Encourages regional investment: A zonal market would see regional CFE prices which can encourage the locational siting of CFE and storage. Margins for storage would improve most in zones with CFE supply and capacity constraints.
- Mandatory reporting of CFE supply in real-time would improve transparency: Mandatory carbon reporting by all electricity suppliers to all consumers, could help improve transparency, aiding informed decision making for customers to decarbonise.
- Analysis and monitoring are required: The introduction of a new trading scheme can impact supply demand dynamics, so preparation by NESO and other market stakeholders would be important. Further work on to help such a scheme support decarbonisation goals.

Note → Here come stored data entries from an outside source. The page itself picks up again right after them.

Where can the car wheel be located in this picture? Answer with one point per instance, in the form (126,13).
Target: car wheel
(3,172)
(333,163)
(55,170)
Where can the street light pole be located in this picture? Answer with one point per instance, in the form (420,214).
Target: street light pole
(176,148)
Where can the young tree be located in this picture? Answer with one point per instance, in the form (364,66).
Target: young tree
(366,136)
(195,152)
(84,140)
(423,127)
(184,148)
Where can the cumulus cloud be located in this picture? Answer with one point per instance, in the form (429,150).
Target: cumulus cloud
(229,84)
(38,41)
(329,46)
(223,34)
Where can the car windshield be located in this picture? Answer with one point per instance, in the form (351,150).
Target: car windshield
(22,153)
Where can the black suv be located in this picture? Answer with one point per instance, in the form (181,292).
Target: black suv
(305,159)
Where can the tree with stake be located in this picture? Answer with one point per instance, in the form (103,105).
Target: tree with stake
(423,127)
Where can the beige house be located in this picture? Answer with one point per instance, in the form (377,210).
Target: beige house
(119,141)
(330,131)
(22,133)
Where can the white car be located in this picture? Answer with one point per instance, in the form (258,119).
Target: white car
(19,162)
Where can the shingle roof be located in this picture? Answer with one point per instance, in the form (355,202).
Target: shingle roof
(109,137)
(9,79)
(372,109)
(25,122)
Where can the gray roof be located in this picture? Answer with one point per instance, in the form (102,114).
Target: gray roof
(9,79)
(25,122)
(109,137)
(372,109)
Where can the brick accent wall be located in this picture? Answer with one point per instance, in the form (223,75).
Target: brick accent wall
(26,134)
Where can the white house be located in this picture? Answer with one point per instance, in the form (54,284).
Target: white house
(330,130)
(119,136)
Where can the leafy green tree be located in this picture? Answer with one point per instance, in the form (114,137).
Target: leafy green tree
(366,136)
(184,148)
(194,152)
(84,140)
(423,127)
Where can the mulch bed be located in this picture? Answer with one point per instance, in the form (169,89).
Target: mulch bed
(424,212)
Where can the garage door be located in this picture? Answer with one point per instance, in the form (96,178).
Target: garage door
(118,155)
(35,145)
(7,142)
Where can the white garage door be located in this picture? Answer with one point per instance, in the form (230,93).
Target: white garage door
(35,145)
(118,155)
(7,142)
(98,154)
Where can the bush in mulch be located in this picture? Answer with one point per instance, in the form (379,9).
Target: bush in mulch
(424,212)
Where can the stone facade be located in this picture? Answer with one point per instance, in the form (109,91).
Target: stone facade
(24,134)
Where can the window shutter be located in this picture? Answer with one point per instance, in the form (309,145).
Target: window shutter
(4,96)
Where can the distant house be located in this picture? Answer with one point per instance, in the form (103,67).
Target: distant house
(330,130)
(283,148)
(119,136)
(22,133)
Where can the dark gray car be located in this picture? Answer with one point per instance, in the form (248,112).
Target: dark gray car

- Accelerated introduction is likely to optimise benefits and minimise risks: Early introduction and adoption of 24/7 CFE EACs is recommended with monitoring and forecasting by NESO to improve visibility of participant behaviour and dispatch decisions. It is unlikely that consumers will be able to achieve 100% 24/7 CFE matching. The goal should be that consumers become aware of their matching score, and aim to improve this over time. Granular metered data should be used by Ofgem/the registry for 24/7 CFE EAC management, in place of the current REGO system.
Lessons Learnt
These were the positives:
- Weekly project meetings were held between representatives from NESO, AFRY, Granular Energy and NordPool.
- A project SharePoint site was used to for Significant interaction with the public and stakeholders.
- Significant interaction with the public and stakeholders
Using Phase 1 as a scoping phase worked very well. This meant that there was some flexibility in the approach for both the trading pilot and the modelling which were carried out in Phase 2. The scope and technical delivery were in line with the initial project expectations.
Areas to improve:
- The trading pilot had only 5 participants – it was difficult to get good participation in this new product and receive the requested input data from participants.
- The survey with market stakeholders could have had a wider reach. A knowledge gap by stakeholders meant that this was difficult and may have led to bias in participants’ answers, driven by their specific interests.